Right now, I have my current data: I have over 20,000 samples across about 850 genes, and I don't have any pre-determined or attached grouping data to go along with it.

I don't understand exactly how to begin the analysis or what the process might look like. I do have some useful packages like DESeq2 and NMF to help me, but I'm having a hard time understanding the relationship between differential analysis and hierarchical clustering.

From what I understand, differential analysis focuses on finding differences between groups... However, my data lacks all grouping information; I've been told to use NMF, but that causes me problems with memory usage and such, and I don't understand exactly how it works...

Hierarchical clustering sounds similar to differential analysis in terms of how it categorizes things, but I was told it was not very robust and trustworthy.

I feel like I need to ask a deeper question, but I don't know much about statistics, period. I'm just a simple freshmen/sophomore in college, and I'm clueless. Can anyone give me a hand?


1 Answer 1


My understanding of non-negative matrix factorization (NMF, always spell out your acronyms) is that it produces groups for you. When you approximate a matrix V by W times H, the H matrix contains information about which clusters each of the columns of V contributes to. From the Wikipedia page for NMF: "If H_kj > 0, that fact indicates input data v_j belongs/assigned to kth cluster". They also mention that NMF is roughly equivalent not to hierarchical clustering, but to K-means clustering (https://en.wikipedia.org/wiki/K-means_clustering). The key to hierarchical clustering is the hierarchy: elements belong to groups, which belong to larger groups, and so on. Here, you just want to divide the dataset into a manageable number of groups to look at. NMF is just one way to cluster the data.

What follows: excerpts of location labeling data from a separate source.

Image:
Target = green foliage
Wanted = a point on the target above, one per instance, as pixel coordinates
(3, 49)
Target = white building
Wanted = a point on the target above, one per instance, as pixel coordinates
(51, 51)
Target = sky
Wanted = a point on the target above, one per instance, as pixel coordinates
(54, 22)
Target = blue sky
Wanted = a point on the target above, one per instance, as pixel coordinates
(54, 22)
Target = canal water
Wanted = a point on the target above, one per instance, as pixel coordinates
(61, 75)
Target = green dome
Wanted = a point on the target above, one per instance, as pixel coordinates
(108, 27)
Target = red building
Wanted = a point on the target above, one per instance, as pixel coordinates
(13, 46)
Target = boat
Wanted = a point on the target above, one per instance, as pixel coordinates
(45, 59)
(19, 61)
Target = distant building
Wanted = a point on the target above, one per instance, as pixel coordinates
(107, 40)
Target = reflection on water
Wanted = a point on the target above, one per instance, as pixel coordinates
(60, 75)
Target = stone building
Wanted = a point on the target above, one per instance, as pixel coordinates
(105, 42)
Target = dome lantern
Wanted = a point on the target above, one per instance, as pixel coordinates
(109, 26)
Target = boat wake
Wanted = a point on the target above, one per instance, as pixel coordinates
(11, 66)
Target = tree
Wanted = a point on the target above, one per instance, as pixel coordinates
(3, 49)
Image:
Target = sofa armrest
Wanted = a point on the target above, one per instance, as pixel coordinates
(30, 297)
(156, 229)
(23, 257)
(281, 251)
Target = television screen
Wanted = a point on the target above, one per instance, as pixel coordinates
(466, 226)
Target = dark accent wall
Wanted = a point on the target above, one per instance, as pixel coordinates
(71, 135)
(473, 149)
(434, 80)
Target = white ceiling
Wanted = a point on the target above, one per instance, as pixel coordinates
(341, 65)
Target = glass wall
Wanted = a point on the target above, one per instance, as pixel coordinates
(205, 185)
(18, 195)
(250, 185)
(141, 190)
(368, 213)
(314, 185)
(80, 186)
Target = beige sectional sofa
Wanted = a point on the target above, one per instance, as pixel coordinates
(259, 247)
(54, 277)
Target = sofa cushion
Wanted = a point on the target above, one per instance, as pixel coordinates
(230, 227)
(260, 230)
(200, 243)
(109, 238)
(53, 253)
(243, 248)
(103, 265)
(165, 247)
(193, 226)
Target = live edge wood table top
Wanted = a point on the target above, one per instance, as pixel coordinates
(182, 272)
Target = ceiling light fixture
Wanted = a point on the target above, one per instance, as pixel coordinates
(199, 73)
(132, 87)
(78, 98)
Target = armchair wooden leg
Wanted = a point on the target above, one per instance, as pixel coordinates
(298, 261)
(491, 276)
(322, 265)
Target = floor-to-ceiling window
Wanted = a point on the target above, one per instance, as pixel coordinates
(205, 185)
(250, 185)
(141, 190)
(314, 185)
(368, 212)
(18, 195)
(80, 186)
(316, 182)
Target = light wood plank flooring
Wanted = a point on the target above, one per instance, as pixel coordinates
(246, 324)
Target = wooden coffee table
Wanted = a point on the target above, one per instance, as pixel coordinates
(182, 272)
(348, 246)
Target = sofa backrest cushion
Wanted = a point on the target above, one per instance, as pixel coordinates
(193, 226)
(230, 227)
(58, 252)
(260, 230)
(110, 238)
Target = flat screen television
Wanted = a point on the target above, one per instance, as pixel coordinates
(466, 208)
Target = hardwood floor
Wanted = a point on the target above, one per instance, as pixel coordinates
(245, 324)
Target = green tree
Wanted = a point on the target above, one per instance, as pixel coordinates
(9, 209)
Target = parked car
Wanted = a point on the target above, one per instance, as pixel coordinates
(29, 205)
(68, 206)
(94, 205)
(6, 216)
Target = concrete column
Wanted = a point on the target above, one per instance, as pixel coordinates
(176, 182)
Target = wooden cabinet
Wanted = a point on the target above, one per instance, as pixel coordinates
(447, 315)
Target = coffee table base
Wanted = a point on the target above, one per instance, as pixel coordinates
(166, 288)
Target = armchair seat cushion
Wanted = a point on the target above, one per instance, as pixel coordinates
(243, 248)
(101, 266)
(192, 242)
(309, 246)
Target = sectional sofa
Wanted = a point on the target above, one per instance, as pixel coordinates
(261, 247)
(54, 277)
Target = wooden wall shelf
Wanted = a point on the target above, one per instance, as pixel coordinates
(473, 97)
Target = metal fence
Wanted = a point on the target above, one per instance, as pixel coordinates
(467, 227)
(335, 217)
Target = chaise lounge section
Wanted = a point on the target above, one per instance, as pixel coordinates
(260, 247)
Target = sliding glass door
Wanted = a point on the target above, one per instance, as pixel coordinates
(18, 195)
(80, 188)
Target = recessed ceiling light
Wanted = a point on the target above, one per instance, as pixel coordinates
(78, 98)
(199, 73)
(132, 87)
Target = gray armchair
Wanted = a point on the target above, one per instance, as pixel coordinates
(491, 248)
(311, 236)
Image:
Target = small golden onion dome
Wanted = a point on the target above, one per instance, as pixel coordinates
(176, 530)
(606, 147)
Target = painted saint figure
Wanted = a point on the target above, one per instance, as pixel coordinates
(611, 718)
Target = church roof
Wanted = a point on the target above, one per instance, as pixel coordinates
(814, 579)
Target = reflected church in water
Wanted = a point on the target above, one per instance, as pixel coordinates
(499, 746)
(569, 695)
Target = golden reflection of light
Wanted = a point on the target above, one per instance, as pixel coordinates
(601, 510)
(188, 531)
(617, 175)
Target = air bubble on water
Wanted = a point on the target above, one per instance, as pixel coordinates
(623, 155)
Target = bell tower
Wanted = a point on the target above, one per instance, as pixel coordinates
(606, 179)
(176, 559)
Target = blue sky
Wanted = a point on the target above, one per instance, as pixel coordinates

Without knowing more about your biology work, I would suggest the following. If you can grab a memory-manageable dataset, use just that -- maybe 1,000 samples on 10 genes -- to get used to the techniques. Perform NMF, read up on what it means, and then dive into your full dataset. Someone around here should be able to point you to big-data algorithms for NMF, but I'm not the right person for that...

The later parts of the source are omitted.